Aus den vorgenannten Gründen spricht einiges dafür, dass auch das Schutzhindernis des § 8 Abs. 2 Nr. 2 MarkenG erfüllt ist. Einer abschließenden Entscheidung hierüber bedarf es aber nicht, da der Eintragung der Markenanmeldung 30 2008 076 847.9 bereits die nach § 8 Abs. 2 Nr. 1 MarkenG fehlende Unterscheidungskraft entgegensteht.

3. Der Zulassung der Rechtsbeschwerde bedarf es hier nicht (§ 83 Abs. 2 MarkenG).
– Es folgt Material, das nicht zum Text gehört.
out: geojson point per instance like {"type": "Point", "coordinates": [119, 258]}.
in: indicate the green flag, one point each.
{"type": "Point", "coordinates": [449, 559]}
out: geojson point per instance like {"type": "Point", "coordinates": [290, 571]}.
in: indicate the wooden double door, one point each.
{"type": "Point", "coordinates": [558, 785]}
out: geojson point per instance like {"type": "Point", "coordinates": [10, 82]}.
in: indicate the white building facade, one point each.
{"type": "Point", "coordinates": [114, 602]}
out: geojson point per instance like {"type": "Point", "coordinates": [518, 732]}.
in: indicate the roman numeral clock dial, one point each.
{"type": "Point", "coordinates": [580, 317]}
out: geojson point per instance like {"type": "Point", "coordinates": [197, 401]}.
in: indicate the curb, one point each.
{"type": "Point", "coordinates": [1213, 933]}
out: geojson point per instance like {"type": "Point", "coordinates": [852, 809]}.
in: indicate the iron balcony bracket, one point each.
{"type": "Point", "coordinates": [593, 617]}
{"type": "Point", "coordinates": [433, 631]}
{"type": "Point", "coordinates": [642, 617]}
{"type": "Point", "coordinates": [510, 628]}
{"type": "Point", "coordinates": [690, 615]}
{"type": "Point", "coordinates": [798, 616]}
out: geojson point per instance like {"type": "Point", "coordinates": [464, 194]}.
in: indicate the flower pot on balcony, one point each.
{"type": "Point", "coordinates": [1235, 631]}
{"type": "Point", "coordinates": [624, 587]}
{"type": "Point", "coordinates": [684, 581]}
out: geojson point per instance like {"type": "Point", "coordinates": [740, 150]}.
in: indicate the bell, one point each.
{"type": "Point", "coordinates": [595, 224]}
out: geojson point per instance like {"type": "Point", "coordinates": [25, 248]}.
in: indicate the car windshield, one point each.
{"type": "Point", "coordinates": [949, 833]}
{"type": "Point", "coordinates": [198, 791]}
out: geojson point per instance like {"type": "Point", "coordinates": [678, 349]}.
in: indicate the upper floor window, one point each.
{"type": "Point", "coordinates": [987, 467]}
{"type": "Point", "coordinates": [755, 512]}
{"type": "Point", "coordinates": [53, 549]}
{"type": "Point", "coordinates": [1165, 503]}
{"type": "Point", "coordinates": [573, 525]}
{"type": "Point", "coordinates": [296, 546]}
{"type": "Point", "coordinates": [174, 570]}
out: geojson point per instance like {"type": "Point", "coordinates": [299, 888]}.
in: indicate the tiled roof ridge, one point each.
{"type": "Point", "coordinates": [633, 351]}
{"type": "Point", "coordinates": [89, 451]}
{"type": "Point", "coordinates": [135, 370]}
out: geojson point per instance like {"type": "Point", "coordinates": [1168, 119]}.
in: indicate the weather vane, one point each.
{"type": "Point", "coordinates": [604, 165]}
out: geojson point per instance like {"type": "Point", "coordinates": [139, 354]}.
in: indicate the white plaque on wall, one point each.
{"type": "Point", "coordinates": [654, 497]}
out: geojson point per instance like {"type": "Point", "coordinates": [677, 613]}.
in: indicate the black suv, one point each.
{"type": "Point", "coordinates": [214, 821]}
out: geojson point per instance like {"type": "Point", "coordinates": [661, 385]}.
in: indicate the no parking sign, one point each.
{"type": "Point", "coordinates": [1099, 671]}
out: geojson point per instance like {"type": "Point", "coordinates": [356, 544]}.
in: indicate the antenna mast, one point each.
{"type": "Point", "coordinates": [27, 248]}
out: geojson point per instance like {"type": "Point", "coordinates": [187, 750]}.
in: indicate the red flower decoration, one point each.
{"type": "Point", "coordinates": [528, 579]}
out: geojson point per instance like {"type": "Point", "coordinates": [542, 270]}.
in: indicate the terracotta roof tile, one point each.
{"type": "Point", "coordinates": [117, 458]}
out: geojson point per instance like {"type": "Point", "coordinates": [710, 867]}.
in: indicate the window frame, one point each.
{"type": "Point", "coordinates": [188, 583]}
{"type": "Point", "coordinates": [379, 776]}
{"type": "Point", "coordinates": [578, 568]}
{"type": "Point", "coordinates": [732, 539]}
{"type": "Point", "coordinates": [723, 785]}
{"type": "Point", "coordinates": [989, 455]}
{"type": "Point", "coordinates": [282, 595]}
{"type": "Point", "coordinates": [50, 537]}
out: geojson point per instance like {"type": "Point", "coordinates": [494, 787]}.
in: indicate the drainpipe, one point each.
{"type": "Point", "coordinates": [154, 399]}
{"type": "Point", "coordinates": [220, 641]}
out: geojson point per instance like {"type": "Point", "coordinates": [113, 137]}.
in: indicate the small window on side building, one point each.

Zur Schutzfähigkeit der angemeldeten Marke geht der Senat von der maßgeblichen Rechtsprechung zur Frage der Unterscheidungskraft von Zeichen aus, bei denen es sich in Bezug auf die beanspruchten Waren und Dienstleistungen entweder um eine beschreibende Angabe handelt, oder um eine Angabe, die jedenfalls einen engen beschreibenden Bezug zu diesen Waren und Dienstleistungen aufweist. Hierbei wurde die konkrete Sachlage zum Zeitpunkt der mündlichen Verhandlung berücksichtigt. Eine Rechtsfrage von grundsätzlicher Bedeutung war hier nicht zu entscheiden (§ 83 Abs. 2 Nr. 1 MarkenG). Auch sind hier keine Besonderheiten ersichtlich, aufgrund derer zur Fortbildung des Rechts oder zur Sicherung einer einheitlichen Rechtsprechung die Zulassung der Rechtsbeschwerde erforderlich sein könnte (§ 83 Abs. 2 Nr. 2 MarkenG).